Ryan: I call those Data Puddles! What have you seen inhibit adoption?
Hugh: I think a few things come to mind: Ingestion and egestion is problematic. How am I going to get all of that data from various places into the central place? The second thing is that the Hadoop ecosystem is relatively immature. Although an impressive toolbox, there is still a barrier on setting up the infrastructure, the standing up, the training, getting all the right pieces. The last thing I’ll say is using Hadoop to extract business value is not easy. You have to employ Data Science folks. Pivotal is making SQL much more mature on Hadoop to help solve this issue.
Ryan: What interests you about the Isilon partnership with Pivotal?
Hugh: Hadoop will rule the world, but its maturity is a problem today. Isilon is mature and companies bet their businesses on it. If you want one thing to be reliable, it has to be the storage – and so the partnership between Pivotal and Isilon really matters
Ryan: Customers often lump HAWQ with Stinger, Impala, and even Hive. How do you differentiate HAWQ from other SQL solutions?
Hugh: HIVE is a relatively elementary implementation of SQL access to Hadoop with basic features of SQL. It was revolutionary when it happened, but it doesn’t have what a Data Scientist would need. Impala is a nice step forward from HIVE. The really interesting thing about HAWQ is that we took 10+ years of experience with SQL from the Data Warehouse space and ported that to work with Hadoop. What you get with HAWQ is GreenPlum database heritage adapted to Hadoop. Pivotal has the most advanced solution for SQL access to Hadoop.
Ryan: Can you provide an example of something you can do with HAWQ that cannot be done with the others?
Hugh: There are benchmarks such as TPC-DS that help validate whether various typical SQL queries can be evaluated and optimized on different systems. In rough terms, when we used TPC-DS to test SQL compliance, 100% of queries are successful with HAWQ, only 30% with Impala, and around 20% for HIVE. We published an independently peer reviewed study that shows these results in this year’s SIGMOD, the leading database conference
Ryan: You recently announced GemXD, a new product in the GemFire family. What is an example of a problem that GemXD solves?

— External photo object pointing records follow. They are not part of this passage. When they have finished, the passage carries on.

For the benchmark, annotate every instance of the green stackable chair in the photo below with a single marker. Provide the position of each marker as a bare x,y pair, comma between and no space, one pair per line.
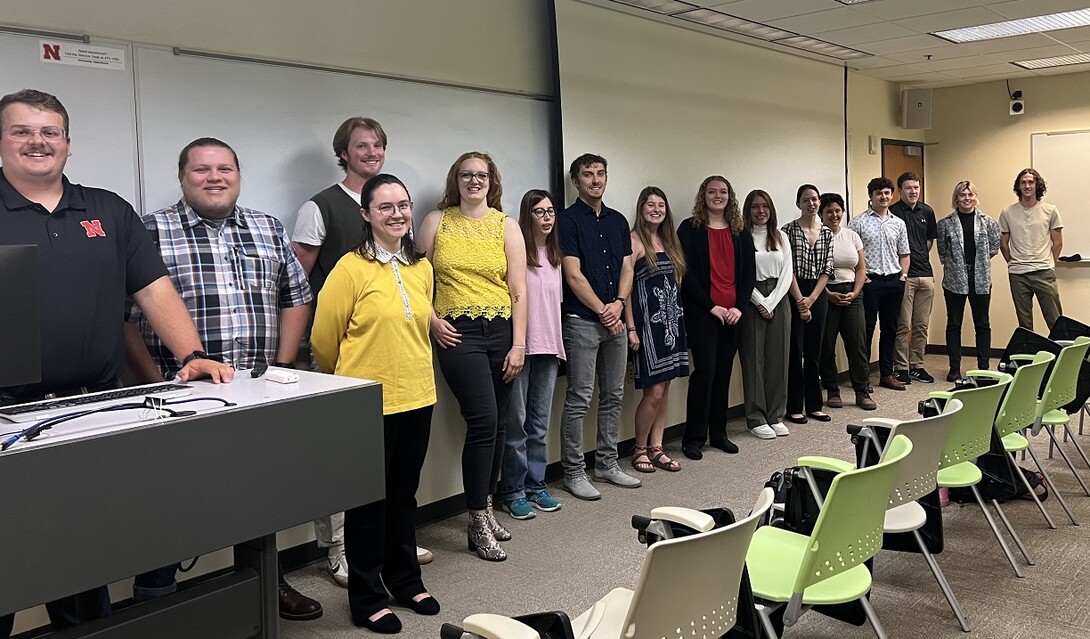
688,587
916,478
1060,392
826,567
1017,412
970,436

Hugh: You can think of it as Cassandra or HBase done really, really well – with a SQL interface, full ACID capabilities, the ability to upgrade with no downtime, the ability to read and write to Hadoop’s HDFS storage layer when there’s too much data for memory, and much more.
Ryan: What’s your favorite “Big Data changed the world” story?
Hugh: Here’s a fun story. When I was at Microsoft, I decided to research what drugs caused stomach cramps by looking at what queries customers ran in sessions on Microsoft’s search engine. I reverse engineered a list of drugs that caused stomach cramps, and checked the FDA literature – and, sure enough, it was right.
Ryan: How does Cloud Foundry fit into the Big Data / Hadoop storyline?
Hugh: Today they’re somewhat separate stories, but they won’t be for long. It’s of critical importance to the future of PaaS and the future of Big Data that they converge. In the future, most applications will be data-centric, and great companies will be built on those applications. Developers are demanding the convergence. PaaS and Big Data exist within Pivotal to build the future platform for software.